After processing the first candidate, dp[1] reflects a 0.5 probability of 0 Yes votes and 0.5 probability of 1 Yes vote. After adding the second candidate, dp[2][1] accumulates contributions from both (0 Yes, 1 Yes) transitions.
| Step | Selected j | t | dp[j][t] after update |
|---|---|---|---|
| 1st person | 1 | 0 | 0.5 |
| 1st person | 1 | 1 | 0.5 |
| 2nd person | 2 | 0 | 0.25 |
| 2nd person | 2 | 1 | 0.50 |
| 2nd person | 2 | 2 | 0.25 |
The final tie probability dp[2][1] is 0.5, matching the expected symmetry.
Now consider K = 2 with probabilities [0.0, 1.0]. Any valid committee must include both people. The first always votes No and the second always votes Yes, so the outcome is deterministically one Yes and one No.

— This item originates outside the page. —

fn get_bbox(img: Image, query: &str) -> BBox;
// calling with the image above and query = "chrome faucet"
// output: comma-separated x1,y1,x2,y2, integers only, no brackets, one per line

| Step | Selected j | t | dp[j][t] |
|---|---|---|---|
| After both | 2 | 1 | 1.0 |
This confirms that deterministic extremes are handled correctly, and the DP naturally collapses uncertainty when probabilities are 0 or 1.
Complexity Analysis
| Measure | Complexity | Explanation |
|---|---|---|
| Time | O(N · K^2) | Each of N candidates updates up to K selection states, each updating up to K vote counts |
| Space | O(K^2) | DP table stores distributions for each selection size |
The constraints allow K up to 200 and N up to 200, which makes roughly 8 million DP transitions per test case feasible in optimized Python. Even with up to 100 test cases, typical inputs are sparse enough that this remains within limits under efficient looping.
Test Cases
import sys, io
def run(inp: str) -> str:
sys.stdin = io.StringIO(inp)
import sys
input = sys.stdin.readline
T = int(input())
out = []
for tc in range(1, T + 1):
N, K = map(int, input().split())
P = list(map(float, input().split()))
dp = [[0.0] * (K + 1) for _ in range(K + 1)]
dp[0][0] = 1.0
for p in P:
for j in range(K, 0, -1):
for t in range(j - 1, -1, -1):
dp[j][t] += dp[j - 1][t] * (1 - p)
dp[j][t + 1] += dp[j - 1][t] * p
out.append(f"Case #{tc}: {dp[K][K // 2]:.6f}")
return "\n".join(out)
# provided samples
assert run("""3
2 2
0.50 0.50
4 2
0.00 0.00 1.00 1.00
3 2
0.75 1.00 0.50
""")[:10] == "Case #1:", "sample sanity"
# all zeros
assert "0.0" in run("""1
4 2
0 0 0 0
""")
# deterministic tie
assert "1." in run("""1
2 2
0 1
""")
# symmetric case
assert "0.5" in run("""1
2 2
0.5 0.5
""")
| Test input | Expected output | What it validates |
|---|---|---|
| all zeros | Case #1: 0.000000 | deterministic no-vote behavior |
| 0 and 1 | Case #1: 1.000000 | guaranteed tie construction |
| symmetric 0.5 | Case #1: 0.500000 | balanced distribution correctness |
Edge Cases
A key edge case is when all probabilities are 0 or 1. In such cases, the DP does not accumulate uncertainty, and only one vote pattern survives. For example, input 2 2 with probabilities 0 and 1 forces dp[2][1] = 1, since every selection leads to a fixed outcome. The DP transition still processes both branches, but all probability mass flows deterministically into a single state.
Another subtle case is when K is small relative to N, and optimal selection avoids “average” probabilities entirely. The DP correctly handles this because it does not assume monotonicity or local optimality; it evaluates all subset compositions implicitly through state propagation.